Accurate expected effective orifice area (EOA) values for balloon-expandable (BE) transcatheter heart valves (THV) are crucial for preventing patient-prosthesis mismatch (PPM) and assessment of THV function. Currently published reference EOAs, however, are based on transthoracic echocardiography (TTE), which may be subject to left ventricular outflow tract diameter underestimation and/or suboptimal THV Doppler interrogation. The objective of this study was to establish reference EOA values for BE THVs on the basis of Doppler and three-dimensional (3D) transesophageal echocardiography (TEE). Two hundred twelve intraprocedural transesophageal echocardiographic examinations performed during BE THV implantation with optimal postimplantation Doppler and 3D imaging were retrospectively reviewed. Continuity equation-derived EOAs were compared with geometric orifice areas by 3D planimetry (GOA3D). Performance indices (i.e., EOA normalized to valve size) and PPM rates were determined. TTE-based EOAs obtained within 30days were also calculated in a subset of 170 patients. The average EOA for all BE THV valves (77% SAPIEN 3) was 2.3±0.5cm2, while the average EOA was 1.6±0.2cm2 for 20-mm, 2.0±0.2cm2, for 23-mm, 2.5±0.3cm2 for 26-mm, and 3.0±0.3cm2 for 29-mm THV size (P<.001). Bland-Altman analysis demonstrated very good agreement between EOA and GOA3D (bias -0.04±0.15cm2). There were strong correlations between annular area and TEE-based EOA (R=0.84) and GOA3D (R=0.87). The mean performance index was 47±5% and was similar for all THV sizes (P=.21). EOAs based on TTE were smaller compared with those based on TEE, while the correlation with annular area (R=0.67) and agreement with GOA3D (bias -0.26±0.43cm2) was not as strong.

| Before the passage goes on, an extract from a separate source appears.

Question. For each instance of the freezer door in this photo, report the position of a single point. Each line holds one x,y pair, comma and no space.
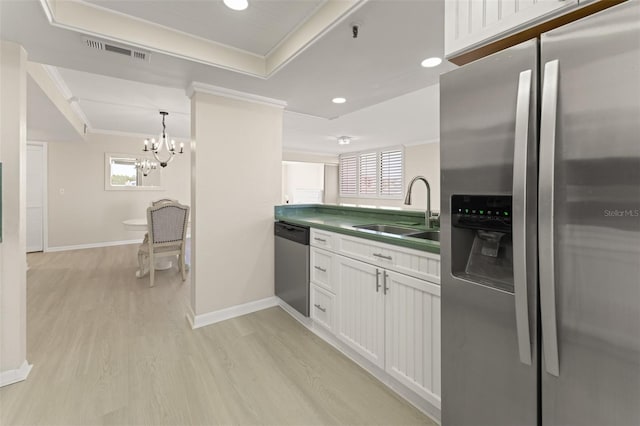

The overall PPM rate was 2% in the TEE cohort and 12% in the TTE cohort. EOAs for BE THVs based on intraprocedural Doppler and 3D TEE suggest that previously published TTE-based reference values for EOA are underestimated, while PPM rates may be overestimated. Our findings have important clinical implications for preimplantation decision-making and for the evaluation of THV hemodynamics and function during follow-up.